G makes organizations ‘lean’ for a living – he ‘adds value by reducing everything else’ in multi-faceted manufacturing facilities. All of that professional experience has not necessarily translated into a lean or well organized home space, so he bought a book to spur one or the other of us to action. We flew to Chicago last weekend and rather than spend my travel time playing endless games of Bubble Witch Saga on my iPad, I started reading the book.
This book may just transform my life.
I get excited about holidays to fun places (and maybe Daniel Craig) .. but I do not have an increased heart rate or flushed skin when thinking about tidying up. After reading this book I so want to start on this project right.this.second that I almost called in sick yesterday so I could start putting Marie Kondo’s suggestions into practice. No joke.
In very simple terms, Marie Kondo walks you through her KonMari Method of organizing and tidying along with the why’s and how’s of getting rid of possessions of every sort so that you can focus on the life you want to live, and the things you choose to live with.
You surround yourself with the things that bring you joy.
Imagine yourself living in a space that contains only things that spark joy. Isn’t this the lifestyle you dream of?
As I said earlier, I’m not a hoarder. When we married and I moved to the States I brought exactly two suitcases, nine boxes containing all my worldly belongings, and one very special white kitty cat. Since then I’ve acquired a lot of stuff (as has G), most of which I never look at, or can’t get to because it’s in the attic or garage behind a stack of crap. G grew up in a very tough financial environment so he treasures everything he has and hates to discard anything with any monetary value.
The KonMari Method provides a step-by-method of reviewing your possessions, discarding, then storing, and even focuses on specifics such as clothes, photographs, books, kitchen items, makeup samples … real things that fill real people’s drawers and closets.

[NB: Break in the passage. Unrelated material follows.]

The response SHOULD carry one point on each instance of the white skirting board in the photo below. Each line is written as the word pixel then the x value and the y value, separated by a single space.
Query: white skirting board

Unlike some of the “fix your mess in 30 minutes” tv shows, she honours items that have a place in our heart, but also provides solutions and a rationale for bidding goodbye. What was thought-provoking for me was her philosophy on gifts from others. I love my family to pieces but sometimes they give me things that just don’t fit my life or my habitat. It seems heartless and almost rude to give those things away. Kondo proposes recognizing that the item has served its purpose (expressing the giver’s love to you), and it may now be released. Interesting … and freeing.
It’s going to rain this weekend, so I believe I am going to tackle step one – my clothes. Until Saturday, I am going to envision how I want to live my life and what type of environment will bring me joy.
Think I feel a tickle in my throat … maybe I’ll have to stay home tomorrow?